The Arts entertain, inform, challenge, and encourage responses, and enrich our knowledge of self, communities, world cultures and histories. The Arts contribute to the development of confident and creative individuals, nurturing and challenging active and informed citizens. Learning in the Arts is based on cognitive, affective and sensory/kinaesthetic response to arts practices as students revisit increasingly complex content, skills and processes with developing confidence and sophistication through the years of schooling.
WA Digital Technologies Curriculum
Technologies enrich and impact on the lives of people and societies globally. Society needs enterprising students who can make discerning decisions about the development and use of technologies, develop solutions to complex challenges and contribute to sustainable patterns of living. Technologies can play an important role in transforming, restoring and sustaining societies and natural, managed and constructed environments.

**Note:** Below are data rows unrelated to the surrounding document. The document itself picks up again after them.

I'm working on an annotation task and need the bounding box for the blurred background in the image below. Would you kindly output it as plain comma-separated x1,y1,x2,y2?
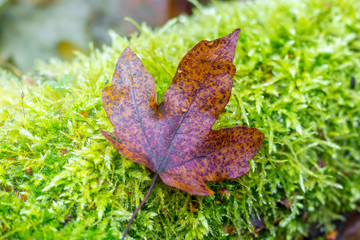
0,0,214,75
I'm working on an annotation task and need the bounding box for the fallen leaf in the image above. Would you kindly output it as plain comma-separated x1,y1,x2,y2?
25,167,32,174
326,230,338,240
101,29,264,237
224,225,236,234
218,188,231,200
20,194,27,202
79,111,90,117
61,149,69,156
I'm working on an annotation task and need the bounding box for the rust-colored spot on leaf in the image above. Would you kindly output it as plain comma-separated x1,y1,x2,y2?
20,194,27,202
218,188,231,200
326,230,338,240
101,29,264,237
61,149,69,156
224,225,236,234
79,111,90,118
25,167,32,175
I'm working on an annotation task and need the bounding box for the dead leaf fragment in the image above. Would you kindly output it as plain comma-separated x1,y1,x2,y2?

The Western Australian Curriculum: Technologies describes two distinct but related subjects:
- Design and Technologies, in which students use design thinking and technologies to generate and produce solutions for authentic needs and opportunities
- Digital Technologies, in which students use computational thinking and information systems to define, design and implement solutions.
In an increasingly technological and complex world, it is important to develop knowledge and skills to analyse and creatively respond to design and/or digital challenges.
Through the practical application of technologies including digital technologies, students develop dexterity and coordination through experiential activities. Technologies motivates young people and engages them in a range of learning experiences that are transferable to family and home, constructive leisure activities, community contribution and the world of work.
Technologies provides students with authentic learning challenges that foster curiosity, confidence, persistence, innovation, creativity, respect and cooperation. These attributes are necessary when using and developing solutions to make sense of complex ideas and relationships in all areas of learning. Technologies helps students to be regional and global citizens, capable of actively and ethically communicating and collaborating.